Zero trust security is a cyber security model that requires strict identity verification for each

individual and device attempting to access resources on a company’s network, irrespective

of whether they are sitting inside or outside of the network perimeter. No one is trusted by

default.


Back in the day, security was modelled around the principle of trusting everyone and

everything that was inside the network. Traditional security was based on the sentinel at

the gate approach, meaning it was hard to gain access from outside the network, but

everybody who was inside the network was trusted by default. However, with this

approach, should a bad actor get a foot in the door, they would be able to move laterally

and have access to everything inside.


This system was highly vulnerable by nature, which was compounded by the fact that

organisations no longer have their data residing in one place, but rather spread across a

slew of systems and clouds, making it infinitely more tricky to manage and secure with a

single security control.


Zero trust security principles


With zero trust, verification is required from everybody who is trying to gain access to

resources on the network, and has proved highly effective at preventing data breaches.

There are several principles behind zero trust. Firstly, there’s continuous monitoring and

validation. Zero trust assumes that there are bad actors both outside and inside the

network, so no people or devices should be automatically trusted. With zero trust, every

single user identity, privileges, device identity and security are verified, and both

connections and logins time-out every so often, meaning users and devices must be

periodically re-verified.


Another principle of zero trust security is enforcing the principle of least privilege access,

which means giving users the bare minimum access, and only to stuff they strictly need to

do their jobs effectively.
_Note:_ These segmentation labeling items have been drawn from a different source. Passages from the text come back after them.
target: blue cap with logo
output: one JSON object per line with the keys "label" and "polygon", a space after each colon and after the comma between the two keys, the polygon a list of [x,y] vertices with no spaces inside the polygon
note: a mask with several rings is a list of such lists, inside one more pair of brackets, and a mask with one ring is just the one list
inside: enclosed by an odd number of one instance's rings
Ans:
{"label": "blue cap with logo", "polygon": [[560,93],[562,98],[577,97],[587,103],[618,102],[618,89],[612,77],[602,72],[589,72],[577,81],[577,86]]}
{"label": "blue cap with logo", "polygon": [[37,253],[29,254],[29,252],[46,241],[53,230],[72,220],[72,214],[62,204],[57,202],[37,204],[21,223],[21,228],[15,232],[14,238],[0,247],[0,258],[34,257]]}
This lessens every individual’s exposure to privileged or

confidential information.


Then there’s device access control, which monitors how many different devices are

attempting to access the network, assesses all devices to make sure they are not

compromised in any way, and ensures that each and every device is authorised. Once

again, this shrinks the possible attack surface.


Zero trust also makes use of microsegmentation, or the practice of dividing security

perimeters into smaller, separate ‘zones’ to ensure separate access for separate parts of

the network is maintained. In this way, separate authorisation is needed to access each

different zone, to bolster security, and limit any damage should one zone be breached.


Finally, zero trust relies on multi-factor authentication, meaning more than just one means

of authentication is needed to access the network. In this way, a password isn’t enough on

its own, nor is a biometric or a token. A combination of two or more of these is needed to

get in.


Zero trust might sound complex...


But it really isn’t. Adopting this security model can be

pretty straightforward with the right knowledge and training.